GO/KEEG enritchment for non-model bacteria - help for beginner
Hi everyone, I just begin with my RNAseq analysis and I am on the last step
My organism is a new strain of Aminobacter genus, closely related to Aminobacter aminovorans KTC2477 (KEEG entry T04342, aak 83263). In fact is the same specie but, in contrast with the reference specie, my strain won an symbiotic island from other organism (Mesorhizobium sp) and the insertion is located on the chromosome. My strain is the first Aminobacter strain able to perform symbiosis with plants and is able to survive under abiotic stress as well.
I want to know which genes and pathways are involved with the abiotic stress response. In order to, I performed an RNAseq under abiotic stress. I have the complete sequenced genome and I made the annotation using RAST server. The server used the KTC2477 genome as reference, both files were used for the analysis (FA and GTF files) . The Differential expression analysis was made by DEseq2 .
This is how my GTF file looks, beside the ID column (ID=fig|83263.11.peg.1) is the description (name)
##gff-version 3
tig00000001 FIG CDS 190 300 . + 1 ID=fig|83263.11.peg.1;Name=hypothetical protein
tig00000001 FIG CDS 892 1479 . + 1 ID=fig|83263.11.peg.2;Name=hypothetical protein
tig00000001 FIG CDS 1839 1967 . - 0 ID=fig|83263.11.peg.3;Name=hypothetical protein
tig00000001 FIG CDS 1971 2294 . + 0 ID=fig|83263.11.peg.4;Name=hypothetical protein
tig00000001 FIG CDS 2322 2594 . + 0 ID=fig|83263.11.peg.5;Name=Dipeptide transport system permease protein DppB (TC 3.A.1.5.2)
and my Deseq like this
DataFrame with 663 rows and 6 columns
baseMean log2FoldChange lfcSE
<numeric> <numeric> <numeric>
fig|83263.11.peg.3018 1470.74139158347 -4.56799911487077 0.209938589442722
fig|83263.11.peg.6033 499.052105615201 4.93572771540093 0.271157509696713
fig|83263.11.peg.2326 1561.17740754287 -4.09525319727112 0.236243487651701
fig|83263.11.peg.2325 694.205461173177 -3.85382768516696 0.226404901957689
fig|83263.11.peg.6032 304.943042427634 4.89500515555429 0.314517930030089
... ... ... ...
fig|83263.11.peg.1111 715.51725115005 0.523448875593969 0.189880233819811
fig|83263.11.peg.3889 177.084420993171 -0.842781044899269 0.305803225177248
fig|83263.11.peg.580 275.712626883396 0.688122866894606 0.249859595748499
fig|83263.11.peg.240 242.504276377507 0.625038523181459 0.227011499884674
fig|83263.11.peg.3003 287.946224525665 0.63544858587411 0.231341793195383
I would like to use clusterProfilers tool but as you can see the ID column have names like "fig|83263.11.peg.3018" and it's no possible (for me) to perform GO classification by usual way. I don't know how to aboard it. Can anyone suggest me any solution?

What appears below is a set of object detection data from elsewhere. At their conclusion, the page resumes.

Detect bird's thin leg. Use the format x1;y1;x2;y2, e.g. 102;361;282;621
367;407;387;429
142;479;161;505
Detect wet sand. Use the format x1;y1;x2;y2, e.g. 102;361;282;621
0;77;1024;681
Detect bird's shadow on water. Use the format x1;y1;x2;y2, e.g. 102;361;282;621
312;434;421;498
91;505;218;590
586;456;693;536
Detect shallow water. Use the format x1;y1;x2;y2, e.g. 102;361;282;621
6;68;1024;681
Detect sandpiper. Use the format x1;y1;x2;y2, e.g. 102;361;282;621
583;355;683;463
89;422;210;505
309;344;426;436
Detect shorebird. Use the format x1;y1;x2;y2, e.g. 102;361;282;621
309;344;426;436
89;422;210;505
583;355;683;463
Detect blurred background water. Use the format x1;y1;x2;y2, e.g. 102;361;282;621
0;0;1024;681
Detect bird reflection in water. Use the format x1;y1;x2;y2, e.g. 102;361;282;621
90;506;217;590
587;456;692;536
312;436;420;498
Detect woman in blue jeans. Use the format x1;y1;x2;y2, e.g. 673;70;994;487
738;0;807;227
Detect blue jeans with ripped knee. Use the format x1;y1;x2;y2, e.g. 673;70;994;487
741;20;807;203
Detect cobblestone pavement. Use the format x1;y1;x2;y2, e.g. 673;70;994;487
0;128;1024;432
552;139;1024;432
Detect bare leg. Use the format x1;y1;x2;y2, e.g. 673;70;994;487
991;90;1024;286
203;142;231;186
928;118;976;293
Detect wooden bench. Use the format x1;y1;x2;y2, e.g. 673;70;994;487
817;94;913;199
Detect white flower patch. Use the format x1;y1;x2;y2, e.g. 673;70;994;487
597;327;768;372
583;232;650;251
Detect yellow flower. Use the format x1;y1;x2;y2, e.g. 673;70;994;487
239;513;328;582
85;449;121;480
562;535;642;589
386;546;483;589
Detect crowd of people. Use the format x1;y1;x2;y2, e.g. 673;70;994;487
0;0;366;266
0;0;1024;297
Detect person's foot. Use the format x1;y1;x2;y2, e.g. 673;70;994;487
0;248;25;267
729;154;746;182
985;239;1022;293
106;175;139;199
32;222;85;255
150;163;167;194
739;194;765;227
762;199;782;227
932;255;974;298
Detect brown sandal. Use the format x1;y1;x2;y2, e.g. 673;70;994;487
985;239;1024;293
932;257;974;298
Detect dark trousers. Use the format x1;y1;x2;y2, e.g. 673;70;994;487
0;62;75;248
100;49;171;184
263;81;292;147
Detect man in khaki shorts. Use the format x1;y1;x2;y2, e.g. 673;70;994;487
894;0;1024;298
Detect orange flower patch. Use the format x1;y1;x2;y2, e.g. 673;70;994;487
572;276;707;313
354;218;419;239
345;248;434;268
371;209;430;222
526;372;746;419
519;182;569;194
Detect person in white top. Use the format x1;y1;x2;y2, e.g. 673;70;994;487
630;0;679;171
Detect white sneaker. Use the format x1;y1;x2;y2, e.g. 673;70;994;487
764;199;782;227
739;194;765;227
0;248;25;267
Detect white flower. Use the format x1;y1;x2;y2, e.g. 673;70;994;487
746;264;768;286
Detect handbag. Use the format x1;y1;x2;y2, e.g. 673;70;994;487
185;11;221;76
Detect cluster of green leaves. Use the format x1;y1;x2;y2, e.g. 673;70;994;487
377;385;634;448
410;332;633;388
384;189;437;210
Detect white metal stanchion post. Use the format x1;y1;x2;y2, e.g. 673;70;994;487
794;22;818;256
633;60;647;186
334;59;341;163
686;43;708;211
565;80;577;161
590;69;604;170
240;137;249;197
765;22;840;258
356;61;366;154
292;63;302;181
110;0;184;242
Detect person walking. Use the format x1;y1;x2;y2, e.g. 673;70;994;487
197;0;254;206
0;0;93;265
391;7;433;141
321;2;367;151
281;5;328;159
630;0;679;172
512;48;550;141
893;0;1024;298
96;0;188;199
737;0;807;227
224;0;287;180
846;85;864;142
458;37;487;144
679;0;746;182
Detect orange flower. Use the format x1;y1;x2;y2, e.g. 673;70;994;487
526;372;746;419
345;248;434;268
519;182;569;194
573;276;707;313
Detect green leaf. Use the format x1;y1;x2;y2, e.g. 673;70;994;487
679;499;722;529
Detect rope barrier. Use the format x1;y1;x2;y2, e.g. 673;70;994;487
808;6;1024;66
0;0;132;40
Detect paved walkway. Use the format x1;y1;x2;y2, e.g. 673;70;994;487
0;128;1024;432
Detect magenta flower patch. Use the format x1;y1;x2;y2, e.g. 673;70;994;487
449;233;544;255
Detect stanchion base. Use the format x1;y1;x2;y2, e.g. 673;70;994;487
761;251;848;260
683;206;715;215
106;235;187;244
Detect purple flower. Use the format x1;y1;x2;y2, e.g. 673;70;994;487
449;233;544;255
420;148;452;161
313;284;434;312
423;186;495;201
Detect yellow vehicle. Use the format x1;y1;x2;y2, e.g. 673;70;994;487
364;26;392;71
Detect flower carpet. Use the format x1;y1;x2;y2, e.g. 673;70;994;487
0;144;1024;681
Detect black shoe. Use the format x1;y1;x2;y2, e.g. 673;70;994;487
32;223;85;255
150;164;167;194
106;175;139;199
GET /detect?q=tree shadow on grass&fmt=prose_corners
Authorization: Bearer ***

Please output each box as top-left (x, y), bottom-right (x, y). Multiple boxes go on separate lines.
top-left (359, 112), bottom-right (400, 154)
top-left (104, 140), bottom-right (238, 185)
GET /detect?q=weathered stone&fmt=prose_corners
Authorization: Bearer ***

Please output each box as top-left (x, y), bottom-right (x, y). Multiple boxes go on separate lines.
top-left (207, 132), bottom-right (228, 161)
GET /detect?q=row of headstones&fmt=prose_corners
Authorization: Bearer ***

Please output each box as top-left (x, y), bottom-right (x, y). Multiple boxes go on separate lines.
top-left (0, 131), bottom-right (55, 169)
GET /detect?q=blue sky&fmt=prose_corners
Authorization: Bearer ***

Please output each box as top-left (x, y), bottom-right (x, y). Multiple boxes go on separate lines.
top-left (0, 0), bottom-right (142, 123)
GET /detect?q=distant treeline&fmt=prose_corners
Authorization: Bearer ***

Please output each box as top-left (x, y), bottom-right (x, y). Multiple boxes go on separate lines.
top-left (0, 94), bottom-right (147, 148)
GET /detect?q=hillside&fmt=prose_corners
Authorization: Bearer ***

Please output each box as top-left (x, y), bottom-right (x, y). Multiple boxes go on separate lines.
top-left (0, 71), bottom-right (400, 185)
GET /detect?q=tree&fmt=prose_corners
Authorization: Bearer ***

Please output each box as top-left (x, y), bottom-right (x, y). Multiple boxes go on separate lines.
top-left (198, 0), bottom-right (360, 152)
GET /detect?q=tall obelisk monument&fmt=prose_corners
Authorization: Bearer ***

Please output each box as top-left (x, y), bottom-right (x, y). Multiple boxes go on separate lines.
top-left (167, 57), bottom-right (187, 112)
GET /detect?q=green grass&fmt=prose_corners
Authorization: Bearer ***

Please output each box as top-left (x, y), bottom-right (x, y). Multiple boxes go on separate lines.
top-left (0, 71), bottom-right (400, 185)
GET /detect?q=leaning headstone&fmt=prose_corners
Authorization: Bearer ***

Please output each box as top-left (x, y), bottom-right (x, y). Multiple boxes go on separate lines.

Also I was wondering due my organism have in the chromosome an island insertion from other bacteria, it could be a problem for the ID gene annotation?
Each answer will be deeply appreciate!
Thanks
Liz
ps: My organism doesn't have OrgDb, or query OrgDb (AnnotationHub)

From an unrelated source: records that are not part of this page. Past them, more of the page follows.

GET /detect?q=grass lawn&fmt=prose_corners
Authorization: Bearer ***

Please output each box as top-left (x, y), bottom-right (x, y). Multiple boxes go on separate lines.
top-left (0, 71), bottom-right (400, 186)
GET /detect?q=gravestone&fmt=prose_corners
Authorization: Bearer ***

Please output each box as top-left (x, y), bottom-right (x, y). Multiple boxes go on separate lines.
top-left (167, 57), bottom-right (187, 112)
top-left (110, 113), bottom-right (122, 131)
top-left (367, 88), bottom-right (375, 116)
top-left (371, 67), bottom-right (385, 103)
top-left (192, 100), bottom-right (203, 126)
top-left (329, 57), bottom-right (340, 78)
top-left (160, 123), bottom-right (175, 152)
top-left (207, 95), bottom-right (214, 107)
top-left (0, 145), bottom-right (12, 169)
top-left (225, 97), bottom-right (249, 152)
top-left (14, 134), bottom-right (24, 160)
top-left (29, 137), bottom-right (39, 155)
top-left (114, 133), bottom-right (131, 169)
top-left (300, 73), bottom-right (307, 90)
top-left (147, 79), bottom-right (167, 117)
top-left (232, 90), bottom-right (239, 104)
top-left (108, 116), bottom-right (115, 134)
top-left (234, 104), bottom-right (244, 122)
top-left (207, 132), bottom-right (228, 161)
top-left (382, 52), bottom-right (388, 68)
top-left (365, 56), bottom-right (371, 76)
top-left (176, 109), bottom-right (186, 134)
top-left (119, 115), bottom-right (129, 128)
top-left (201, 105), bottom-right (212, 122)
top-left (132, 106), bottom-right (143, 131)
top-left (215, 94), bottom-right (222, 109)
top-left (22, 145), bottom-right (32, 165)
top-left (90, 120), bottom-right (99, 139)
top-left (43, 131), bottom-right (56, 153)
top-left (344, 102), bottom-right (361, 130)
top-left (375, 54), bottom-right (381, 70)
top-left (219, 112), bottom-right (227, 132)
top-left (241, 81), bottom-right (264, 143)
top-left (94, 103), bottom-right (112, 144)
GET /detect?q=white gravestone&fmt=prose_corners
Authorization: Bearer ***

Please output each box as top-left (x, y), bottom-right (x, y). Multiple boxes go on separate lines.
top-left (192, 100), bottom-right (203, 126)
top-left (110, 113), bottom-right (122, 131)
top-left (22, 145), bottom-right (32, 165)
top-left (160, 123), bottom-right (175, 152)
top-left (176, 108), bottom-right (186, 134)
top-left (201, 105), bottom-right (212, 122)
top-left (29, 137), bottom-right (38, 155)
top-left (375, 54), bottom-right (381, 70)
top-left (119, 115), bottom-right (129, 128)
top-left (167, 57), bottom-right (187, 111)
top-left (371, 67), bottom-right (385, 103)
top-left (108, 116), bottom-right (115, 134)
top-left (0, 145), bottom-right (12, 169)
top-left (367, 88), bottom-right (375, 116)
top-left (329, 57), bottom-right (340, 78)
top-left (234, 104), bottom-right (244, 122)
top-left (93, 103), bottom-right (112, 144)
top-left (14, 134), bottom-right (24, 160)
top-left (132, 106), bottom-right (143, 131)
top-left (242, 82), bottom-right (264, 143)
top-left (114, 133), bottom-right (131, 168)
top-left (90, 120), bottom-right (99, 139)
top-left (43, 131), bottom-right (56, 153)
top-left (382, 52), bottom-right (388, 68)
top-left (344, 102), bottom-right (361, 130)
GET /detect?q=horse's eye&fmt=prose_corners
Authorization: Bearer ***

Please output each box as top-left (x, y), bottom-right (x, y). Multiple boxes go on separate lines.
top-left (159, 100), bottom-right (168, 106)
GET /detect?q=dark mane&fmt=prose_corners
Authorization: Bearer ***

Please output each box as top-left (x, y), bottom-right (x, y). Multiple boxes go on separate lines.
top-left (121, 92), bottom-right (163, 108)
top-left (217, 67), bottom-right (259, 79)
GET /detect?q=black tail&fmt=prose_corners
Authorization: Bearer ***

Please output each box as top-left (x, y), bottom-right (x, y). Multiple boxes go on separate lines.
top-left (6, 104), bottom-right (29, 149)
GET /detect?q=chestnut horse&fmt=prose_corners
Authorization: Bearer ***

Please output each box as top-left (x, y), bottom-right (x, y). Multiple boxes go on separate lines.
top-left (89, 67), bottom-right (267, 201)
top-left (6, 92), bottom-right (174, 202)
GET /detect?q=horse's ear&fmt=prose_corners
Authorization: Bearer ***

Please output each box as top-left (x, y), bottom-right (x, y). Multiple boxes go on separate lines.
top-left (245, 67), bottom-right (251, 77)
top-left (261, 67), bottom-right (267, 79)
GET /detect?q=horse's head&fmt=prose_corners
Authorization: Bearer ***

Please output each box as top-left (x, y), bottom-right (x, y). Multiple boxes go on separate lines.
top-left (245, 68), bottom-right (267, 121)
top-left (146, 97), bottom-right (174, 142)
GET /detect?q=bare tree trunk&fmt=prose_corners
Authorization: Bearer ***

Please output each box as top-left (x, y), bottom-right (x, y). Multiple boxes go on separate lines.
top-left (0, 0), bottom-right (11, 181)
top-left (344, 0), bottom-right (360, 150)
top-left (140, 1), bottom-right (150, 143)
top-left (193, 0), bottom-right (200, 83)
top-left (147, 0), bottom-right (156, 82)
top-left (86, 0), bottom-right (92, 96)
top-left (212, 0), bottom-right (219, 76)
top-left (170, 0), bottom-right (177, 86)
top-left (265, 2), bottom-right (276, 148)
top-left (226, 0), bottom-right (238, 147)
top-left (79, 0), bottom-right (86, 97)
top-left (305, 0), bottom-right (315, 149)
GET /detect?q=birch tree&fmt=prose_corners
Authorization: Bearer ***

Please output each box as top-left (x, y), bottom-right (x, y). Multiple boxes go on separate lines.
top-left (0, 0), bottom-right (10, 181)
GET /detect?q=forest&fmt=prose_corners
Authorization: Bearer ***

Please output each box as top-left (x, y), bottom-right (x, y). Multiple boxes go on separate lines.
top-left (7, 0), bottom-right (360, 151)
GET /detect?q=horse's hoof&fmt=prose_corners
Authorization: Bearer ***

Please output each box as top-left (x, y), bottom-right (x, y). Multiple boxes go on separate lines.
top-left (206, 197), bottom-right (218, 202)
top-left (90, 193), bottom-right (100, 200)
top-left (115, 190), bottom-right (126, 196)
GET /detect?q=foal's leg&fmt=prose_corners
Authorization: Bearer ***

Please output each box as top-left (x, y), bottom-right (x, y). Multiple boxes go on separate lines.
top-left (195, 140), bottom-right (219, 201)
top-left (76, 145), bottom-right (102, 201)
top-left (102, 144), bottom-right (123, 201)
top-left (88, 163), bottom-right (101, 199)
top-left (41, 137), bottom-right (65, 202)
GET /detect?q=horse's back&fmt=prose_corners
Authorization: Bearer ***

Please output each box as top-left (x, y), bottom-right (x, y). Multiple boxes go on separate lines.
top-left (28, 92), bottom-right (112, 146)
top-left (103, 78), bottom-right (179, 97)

Yes, the Strain ATCC2477 is the closest one. My problem is particularly about the ID of my DE file. I mean, they looks like "fig|83263.11.peg.3018" , are they correct for analysis? Can I use it for enrichment?. I've been reading and I should to proceed with the annotation of my IDs first. But I don't know how to do that. Sorry for the questions this is my first analysis.
If you using AnnotationHub for orgdb retrieval then chcek here - https://annotationhub.bioconductor.org/species if you strain is present. Then u can check if the IDs belongs to that strain. If yes then u can go with enrichment using clusterProfiler as u mentioned.
If not, then u need take the sequences for those IDs from ur data and do orthology search. In that case sequences will mapped IDs of that statin, thak those orthologoes mapped IDs for enrichment.
Hope this helps.
I used AnnotationHub, and my organism does not have orgdb
I will try with the orthology search Thanks for you advices!